Marking a question a duplicate is essentially saying, “Somebody already asked this. If that other question doesn't solve your problem, please clarify your question to explain how it's different.”
There are cases where the numbers don’t matter. We see various reformulations of the water jugs problem that differ in the sizes of the containers and the starting/goal amounts of water, for example. But a general solution exists for these puzzles and has been posted as an answer, so basically any of the standard formulations of such puzzles can be closed as a duplicate of that one.
Other puzzles, such as the more or less yearly “form the values 1 to 100 from the digits of the new year, using only $(set of operations)” ones, don’t have a general solution.
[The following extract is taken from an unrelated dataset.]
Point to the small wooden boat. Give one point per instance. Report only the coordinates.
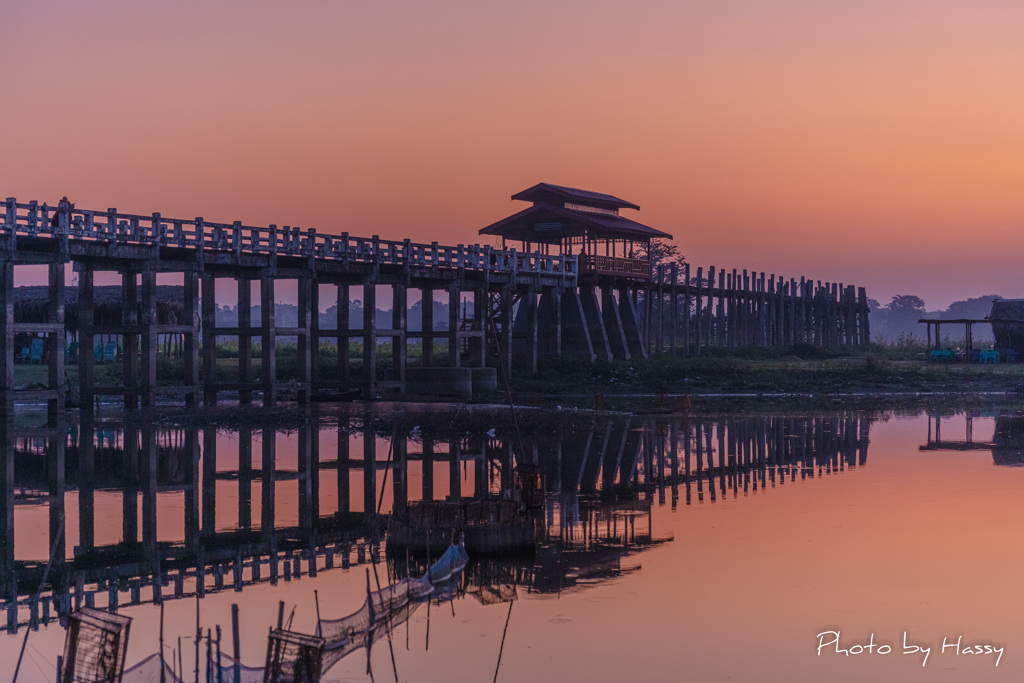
(487, 526)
The rules tend to differ slightly (digits in order or not? initial concatenation allowed or not? concatenation allowed as an operator? which operators are allowed?) and the solutions depend on the usable digits. A solution for 2012 may work in 2021, but we weren’t around then :) so it’ll be a long while yet (2051!) before we land on a year whose digits are a reshuffling of a year that’s been used in a formation-of-numbers puzzle so far, or (2023->2032) is likely to be in the future.
Since these questions thus are not answered by another question, there’s no reason to mark them as duplicate.
Having said that, genre fatigue happens when too many of the same type of formulaic-looking puzzles are posted in too short a time. They are, usually correctly, viewed as being low-effort rehashes of the same type of puzzle with no effort required by the poster beyond exchanging one value for another. Downvotes are the inevitable result, and probably the correct one. So, as @GentlePurpleRain noted in a comment, these indeed tend to be self-correcting problems.